For a more complete example that includes record batches and tables see: nickpoorman/go-py-arrow-bridge
As you can see below, the amount of time to move data across the Python/Go language boundary stays constant as the amount of data is increased.
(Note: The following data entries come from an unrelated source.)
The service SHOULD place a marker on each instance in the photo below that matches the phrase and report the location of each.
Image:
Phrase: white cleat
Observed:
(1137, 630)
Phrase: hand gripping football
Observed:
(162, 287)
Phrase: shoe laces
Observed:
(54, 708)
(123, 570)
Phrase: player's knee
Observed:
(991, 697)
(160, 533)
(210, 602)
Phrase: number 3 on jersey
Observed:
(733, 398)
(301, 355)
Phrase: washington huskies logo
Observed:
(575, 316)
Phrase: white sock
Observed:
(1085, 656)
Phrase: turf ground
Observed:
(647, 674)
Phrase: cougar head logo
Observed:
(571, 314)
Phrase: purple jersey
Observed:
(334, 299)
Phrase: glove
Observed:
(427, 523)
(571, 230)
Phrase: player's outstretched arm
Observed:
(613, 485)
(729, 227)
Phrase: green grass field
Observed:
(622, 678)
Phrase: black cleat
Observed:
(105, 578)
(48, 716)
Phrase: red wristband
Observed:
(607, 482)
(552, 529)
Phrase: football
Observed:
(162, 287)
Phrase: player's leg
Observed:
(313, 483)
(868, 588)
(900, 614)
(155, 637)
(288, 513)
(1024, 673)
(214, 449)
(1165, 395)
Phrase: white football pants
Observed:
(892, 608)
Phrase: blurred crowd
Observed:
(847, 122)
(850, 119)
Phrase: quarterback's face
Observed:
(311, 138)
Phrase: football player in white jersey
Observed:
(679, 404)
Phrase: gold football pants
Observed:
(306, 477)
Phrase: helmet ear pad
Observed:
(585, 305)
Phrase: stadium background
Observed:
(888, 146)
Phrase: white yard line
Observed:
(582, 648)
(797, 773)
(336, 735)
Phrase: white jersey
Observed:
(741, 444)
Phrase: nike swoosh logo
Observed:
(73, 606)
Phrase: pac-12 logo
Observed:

(bullseye) ➜ go-python-arrow-zero-copy-poc git:(master) ✗ make bench
PKG_CONFIG_PATH=/Users/nick/anaconda3/envs/bullseye/lib/pkgconfig LD_LIBRARY_PATH=/Users/nick/anaconda3/envs/bullseye/lib/python3.7:/Users/nick/anaconda3/envs/bullseye/lib PYTHONPATH=/Users/nick/anaconda3/envs/bullseye/lib/python3.7/site-packages:/Users/nick/projects/go-python-arrow-zero-copy-poc/__python__ go test -bench=. -run=- ./...
goos: darwin
goarch: amd64
pkg: github.com/nickpoorman/go-python-arrow-zero-copy-poc
BenchmarkAll/BenchmarkZeroCopy_0-4 5000 263060 ns/op
BenchmarkAll/BenchmarkZeroCopy_500-4 5000 258294 ns/op
BenchmarkAll/BenchmarkZeroCopy_1000-4 5000 261115 ns/op
BenchmarkAll/BenchmarkZeroCopy_1500-4 5000 259570 ns/op
BenchmarkAll/BenchmarkZeroCopy_2000-4 5000 258090 ns/op
BenchmarkAll/BenchmarkZeroCopy_2500-4 5000 258926 ns/op
BenchmarkAll/BenchmarkZeroCopy_3000-4 5000 259880 ns/op
BenchmarkAll/BenchmarkZeroCopy_3500-4 5000 263706 ns/op
BenchmarkAll/BenchmarkZeroCopy_4000-4 5000 256914 ns/op
BenchmarkAll/BenchmarkZeroCopy_4500-4 5000 258202 ns/op
BenchmarkAll/BenchmarkZeroCopy_5000-4 5000 260762 ns/op
BenchmarkAll/BenchmarkZeroCopy_5500-4 5000 260207 ns/op
BenchmarkAll/BenchmarkZeroCopy_6000-4 5000 257175 ns/op
BenchmarkAll/BenchmarkZeroCopy_6500-4 5000 259549 ns/op
BenchmarkAll/BenchmarkZeroCopy_7000-4 5000 260398 ns/op
BenchmarkAll/BenchmarkZeroCopy_7500-4 5000 257537 ns/op
BenchmarkAll/BenchmarkZeroCopy_8000-4 5000 265975 ns/op
BenchmarkAll/BenchmarkZeroCopy_8500-4 5000 271194 ns/op
BenchmarkAll/BenchmarkZeroCopy_9000-4 5000 271857 ns/op
BenchmarkAll/BenchmarkZeroCopy_9500-4 5000 280712 ns/op
BenchmarkAll/BenchmarkZeroCopy_10000-4 5000 262157 ns/op
BenchmarkAll/BenchmarkZeroCopy_500000-4 5000 258362 ns/op
BenchmarkAll/BenchmarkZeroCopy_1500000-4 5000 258089 ns/op
BenchmarkAll/BenchmarkZeroCopy_2500000-4 5000 260858 ns/op
BenchmarkAll/BenchmarkZeroCopy_3500000-4 5000 307309 ns/op
BenchmarkAll/BenchmarkZeroCopy_4500000-4 5000 257813 ns/op
BenchmarkAll/BenchmarkZeroCopy_5500000-4 5000 261621 ns/op
PASS
ok github.com/nickpoorman/go-python-arrow-zero-copy-poc 76.070s
(bullseye) ➜ go-python-arrow-zero-copy-poc git:(master) ✗ make run
rm -rf ./__python__/*.pyc
echo "Building bin/poc"
Building bin/poc
PKG_CONFIG_PATH=/Users/nick/anaconda3/envs/bullseye/lib/pkgconfig LD_LIBRARY_PATH=/Users/nick/anaconda3/envs/bullseye/lib/python3.7:/Users/nick/anaconda3/envs/bullseye/lib PYTHONPATH=/Users/nick/anaconda3/envs/bullseye/lib/python3.7/site-packages:/Users/nick/projects/go-python-arrow-zero-copy-poc/__python__ go build -o bin/poc poc.go
PKG_CONFIG_PATH=/Users/nick/anaconda3/envs/bullseye/lib/pkgconfig LD_LIBRARY_PATH=/Users/nick/anaconda3/envs/bullseye/lib/python3.7:/Users/nick/anaconda3/envs/bullseye/lib PYTHONPATH=/Users/nick/anaconda3/envs/bullseye/lib/python3.7/site-packages:/Users/nick/projects/go-python-arrow-zero-copy-poc/__python__ ./bin/poc
zero_copy values from Python:
[1237.9646270918913 1544.229225295952 1369.9551665480792 1603.9200385961944 1625.720304108054 1065.528859239813 1013.1679915548741 1837.46908209646 1259.3540143280077 1234.3309610466963 1995.6448355104628 1470.263507522448 1836.4614512743888 1476.353208699335 1639.068140544162 1150.616424023524 1634.8606582851885 1868.0453071432967 1523.1812103833013 1741.2518562014902]
This POC uses pytasks under the hood to handle embedding Python in the Go process and some rudimentary Python GIL locking.
It also uses some additions to python3 module to handle raw pointers and slices between Python and Go.